Salah seorang tokoh orang-orang agnostik ini yang
terkemuka ialah mendiang Bertrand Russel, ahli falsafah dari
Inggris, yang pernah diundang dengan hormatnya untuk
memberikan kuliah pada beberapa universitasdi Amerika
Serikat di awal tahun empat-puluhan. Kuliah- kuliah yang
disampaikannya telah sempat menimbulkan kemarahan tokoh-
tokoh kristen Amerika, terutama Bishop Manning dari Gereja
Episcopal, karena dianggap “sangat bertentangan dengan
agama dan nilai-nilai moral”.
Memang Russel berpendirian, bahwa “semua agama yang
ada didunia ini Budha, Hindu, Kristen, Islam, dan Komunisme
“ adalah palsu dan berbahaya” (“I think all the great religions
of the world --Buddhism, Hinduism, Christianity, Islam, and
Communism-- both untrue and harmfull”), karena itu ia
menentang semua agama.
Sangat menarik perhatian kita ialah, sama dengan
Toynbee, Russel pun menganggap komunisme sebagai
agama.

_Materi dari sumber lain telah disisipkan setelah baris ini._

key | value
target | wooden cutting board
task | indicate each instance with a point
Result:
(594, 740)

Kalau kita baca bukunya yang terkenal: “Why I Am
Not a Christian” (Mengapa Saya Bukan Seorang Kristen),
maka dapat kita simpulkan, bahwa ia tokoh bertuhan juga.
Russel, pada hakikatnya, telah mempertuhankan akalnya.
Selama ia bisa konsisten, sebenarnya masih lumayan, terutama
jika dibandingkan dengan orang yang bertuhankan hawa nafsunya.
Tetapi, mungkinkah seseorang senantiasa consistent?